I have a Squid 3.5.23 running on Debian Stretch, recompiled from the deb source and configured as a transparent proxy. I changed the configuration in order to allow SSL proxying and it seems to be running OK when I install the generated Squid certificate as a trusted root authority. Facebook, Google, Kernel.org and most other HTTPS sites pass through OK, and the browser correctly thinks those sites' certificate authority is the proxy's. Now, SOME sites give me a certificate warning and then an error if I accept it as an exception.
The following error was encountered while trying to retrieve the URL: https://2.16.189.72/*
Failed to establish a secure connection to 2.16.189.72
The system returned:
(71) Protocol error (TLS code: SQUID_ERR_SSL_HANDSHAKE)
Handshake with SSL server failed: error:14077410:SSL routines:SSL23_GET_SERVER_HELLO:sslv3 alert handshake failure
This proxy and the remote host failed to negotiate a mutually acceptable security settings for handling your request. It is possible that the remote host does not support secure connections, or the proxy is not satisfied with the host security credentials.

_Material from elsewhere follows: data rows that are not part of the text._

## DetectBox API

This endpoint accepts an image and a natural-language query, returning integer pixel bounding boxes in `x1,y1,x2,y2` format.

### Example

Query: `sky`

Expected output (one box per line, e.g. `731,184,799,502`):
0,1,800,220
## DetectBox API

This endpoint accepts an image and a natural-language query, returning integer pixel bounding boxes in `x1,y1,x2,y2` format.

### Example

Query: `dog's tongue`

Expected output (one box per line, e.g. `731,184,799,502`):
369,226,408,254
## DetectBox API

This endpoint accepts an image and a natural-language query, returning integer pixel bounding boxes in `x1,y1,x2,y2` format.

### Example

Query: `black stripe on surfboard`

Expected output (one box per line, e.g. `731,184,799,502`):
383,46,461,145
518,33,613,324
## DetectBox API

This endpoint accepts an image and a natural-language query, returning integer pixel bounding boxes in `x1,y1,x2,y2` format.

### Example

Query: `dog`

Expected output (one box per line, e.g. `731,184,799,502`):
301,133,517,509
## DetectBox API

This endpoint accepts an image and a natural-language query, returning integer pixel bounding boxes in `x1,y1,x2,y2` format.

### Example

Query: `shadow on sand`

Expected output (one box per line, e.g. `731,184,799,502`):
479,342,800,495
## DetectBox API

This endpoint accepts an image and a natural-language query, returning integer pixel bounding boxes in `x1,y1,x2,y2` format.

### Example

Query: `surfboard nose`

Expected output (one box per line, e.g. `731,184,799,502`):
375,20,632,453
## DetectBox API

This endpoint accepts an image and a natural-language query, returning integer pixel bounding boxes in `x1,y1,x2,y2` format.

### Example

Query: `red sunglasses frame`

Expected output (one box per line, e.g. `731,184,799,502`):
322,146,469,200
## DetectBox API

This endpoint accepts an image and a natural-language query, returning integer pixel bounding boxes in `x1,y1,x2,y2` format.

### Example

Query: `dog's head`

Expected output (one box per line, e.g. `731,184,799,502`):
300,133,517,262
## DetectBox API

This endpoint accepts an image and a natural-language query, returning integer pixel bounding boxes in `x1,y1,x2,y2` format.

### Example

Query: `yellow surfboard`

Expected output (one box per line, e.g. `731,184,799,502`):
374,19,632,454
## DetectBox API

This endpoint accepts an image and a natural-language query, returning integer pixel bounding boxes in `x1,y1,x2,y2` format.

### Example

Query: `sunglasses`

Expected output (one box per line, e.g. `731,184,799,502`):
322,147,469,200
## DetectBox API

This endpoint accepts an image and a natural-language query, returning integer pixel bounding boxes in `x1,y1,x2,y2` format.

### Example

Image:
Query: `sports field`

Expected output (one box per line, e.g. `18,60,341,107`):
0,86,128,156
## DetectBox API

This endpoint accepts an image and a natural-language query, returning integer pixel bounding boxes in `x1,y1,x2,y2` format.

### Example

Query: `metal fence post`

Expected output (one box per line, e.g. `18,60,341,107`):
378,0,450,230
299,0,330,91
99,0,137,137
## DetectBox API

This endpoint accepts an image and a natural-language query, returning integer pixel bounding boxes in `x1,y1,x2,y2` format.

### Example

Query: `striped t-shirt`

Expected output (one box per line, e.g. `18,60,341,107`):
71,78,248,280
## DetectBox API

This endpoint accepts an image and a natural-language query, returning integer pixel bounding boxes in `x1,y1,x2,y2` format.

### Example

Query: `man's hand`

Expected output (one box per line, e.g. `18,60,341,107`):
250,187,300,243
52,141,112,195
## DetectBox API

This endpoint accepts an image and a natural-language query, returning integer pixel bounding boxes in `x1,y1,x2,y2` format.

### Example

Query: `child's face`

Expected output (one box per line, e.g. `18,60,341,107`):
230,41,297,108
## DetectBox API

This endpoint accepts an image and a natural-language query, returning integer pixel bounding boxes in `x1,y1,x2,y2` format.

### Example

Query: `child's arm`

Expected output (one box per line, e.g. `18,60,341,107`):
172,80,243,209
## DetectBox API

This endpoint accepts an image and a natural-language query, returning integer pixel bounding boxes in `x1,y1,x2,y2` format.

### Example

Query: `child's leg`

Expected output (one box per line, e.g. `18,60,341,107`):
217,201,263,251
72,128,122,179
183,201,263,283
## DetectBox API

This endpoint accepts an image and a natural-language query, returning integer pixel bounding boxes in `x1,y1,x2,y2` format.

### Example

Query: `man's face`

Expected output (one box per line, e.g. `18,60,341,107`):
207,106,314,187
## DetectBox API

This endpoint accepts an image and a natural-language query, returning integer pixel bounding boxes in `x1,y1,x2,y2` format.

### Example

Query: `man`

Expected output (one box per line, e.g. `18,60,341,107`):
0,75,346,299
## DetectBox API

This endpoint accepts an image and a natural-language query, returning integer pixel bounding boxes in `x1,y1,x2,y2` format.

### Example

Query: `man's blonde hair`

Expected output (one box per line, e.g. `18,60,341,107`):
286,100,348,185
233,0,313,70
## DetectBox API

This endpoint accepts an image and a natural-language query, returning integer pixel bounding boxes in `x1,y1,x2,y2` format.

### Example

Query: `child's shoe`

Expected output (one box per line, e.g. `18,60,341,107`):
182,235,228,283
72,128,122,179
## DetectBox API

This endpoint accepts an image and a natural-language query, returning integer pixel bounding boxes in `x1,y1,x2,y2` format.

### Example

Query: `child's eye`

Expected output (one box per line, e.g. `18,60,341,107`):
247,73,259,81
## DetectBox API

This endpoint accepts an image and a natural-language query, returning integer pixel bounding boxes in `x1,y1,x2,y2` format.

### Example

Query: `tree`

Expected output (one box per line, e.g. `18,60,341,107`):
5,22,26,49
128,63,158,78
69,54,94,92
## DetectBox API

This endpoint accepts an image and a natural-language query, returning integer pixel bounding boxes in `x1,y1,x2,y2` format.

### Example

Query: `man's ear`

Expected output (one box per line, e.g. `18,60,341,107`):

https://wiki.squid-cache.org/ (Now that is ironic) -> The following error was encountered while trying to retrieve the URL: https://master.squid-cache.org/*
Failed to establish a secure connection to 104.130.201.120
The system returned:
(71) Protocol error (TLS code: X509_V_ERR_UNABLE_TO_GET_ISSUER_CERT_LOCALLY)
SSL Certficate error: certificate issuer (CA) not known: /C=US/O=Let's Encrypt/CN=Let's Encrypt Authority X3
This proxy and the remote host failed to negotiate a mutually acceptable security settings for handling your request. It is possible that the remote host does not support secure connections, or the proxy is not satisfied with the host security credentials.
I generated the certificate with the following commands:
openssl req -new -newkey rsa:4096 -days 3650 -nodes -x509 \ -keyout mycompany.pem -out mycompany.pem openssl x509 -in mycompany.pem -outform DER -out mycompany.der /usr/lib/squid/ssl_crtd -c -s /etc/squid/certs/ssl_db -M 4MB chown -R proxy.proxy ssl_db
Clues?
In the end, I solved the problem by installing Squid 4.0.21 (still a beta at this moment) which has code to handle these missing certificate cases like browsers do. More details at this page in Squid's wiki.